Na semana que passou surgiu um debate interessante, na disciplina de investimentos, em uma de minhas turmas de graduação. Em meio as explicações e discussões sobre o binômio do risco e retorno, pedi aos alunos para enfocarem a questão pela ótica do nível de aversão ou tolerância ao risco do investidor.
Ao longo do debate surgiu a pergunta sobre por que as pessoas investem. Existem diferentes formas de abordar o assunto e eu preferi convidá-los a fazer a reflexão pelo ângulo da motivação. Motivação é fruto de uma tensão provocada por uma necessidade latente. Ou seja, a percepção de que precisamos de algo gera um impulso que nos motiva a desejar algo.
Dessa forma, partindo de um estado atual, em que algo nos desagrada ou nos incomoda, criamos a expectativa de atingir outro estado, o desejável, nossa meta. Deste gap surge o impulso que nos motiva a tomar decisões e adotar comportamentos.
Expectativas sobre nós mesmos e desejos não são construções simples. No caldo em que se formam estão impulsos biológicos, crenças formadas na cultura em que vivemos e as mais intrínsecas emoções. O caminho da motivação, e da decisão, contudo não é uma linha reta. Quem já não foi em um restaurante vegetariano apenas para agradar uma namorada? A despeito de predileção por um belo bife, prevaleceu o desejo de agradar sua parceira.
A motivação para investir se situa entre dois grandes impulsos: a necessidade de segurança e o desejo de acumular riqueza. Vamos utilizar a estratégia das três reservas para explicar.
Uma boa estratégia para gestão de seu capital é dividir suas economias em três reservas. A primeira reserva é a de emergência, um valor que deve estar disponível a qualquer hora e a salvo das oscilações de mercado. Este capital se destina a cobrir gastos imprevistos, aquele tipo de situação inesperada como uma interrupção do seu fluxo de caixa ou uma despesa hospitalar.
Por conta desta imprevisibilidade, estes recursos devem estar protegidos de qualquer possibilidade de desvalorização e estar disponíveis imediatamente.
A segunda reserva é para a preservação de capital. Esta deve atender a necessidade de acumulação de recursos no longo prazo para permitir, pelo menos em parte, a manutenção de seu padrão de vida. Na fase de aposentadoria, por exemplo.
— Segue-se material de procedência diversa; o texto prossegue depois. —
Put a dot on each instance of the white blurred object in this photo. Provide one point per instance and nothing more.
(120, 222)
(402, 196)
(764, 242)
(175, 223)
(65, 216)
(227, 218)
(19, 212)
Esses recursos devem estar aplicados em ativos que podem oferecer algum risco moderado de oscilação. De forma simples, trata-se daquele capital que tende a crescer devagar e sempre, com remota possibilidade de uma leve balançada de curto prazo.
A terceira reserva é para apreciação de capital. A expectativa para esses recursos aqui investidos é de que atinjam alta valorização e provoquem aumento de sua riqueza no longo prazo. Se der tudo certo, você poderá contar com estes recursos para financiar alguns luxos no futuro, por exemplo viagens.
Como o risco é “simétrico”, onde se espera forte alta deve-se estar preparado para forte perda. Sendo assim, neste terceiro pote só devem estar aplicados recursos que você poderia perder. Ou seja, uma parcela menor de suas economias que não fará falta no caso de suas apostas sucumbirem ao mercado. Vale ressaltar, não fazer falta não significa que não causará dor. É inevitável.
A reserva de emergência está associada a necessidade de segurança. Estamos sujeitos a desemprego, perda de clientes, pandemias e outros eventos fortuitos da vida. Abrir mão dela é uma decisão, consciente ou não, em aceitar o risco de se ver sem recursos para fazer frente às necessidades básicas.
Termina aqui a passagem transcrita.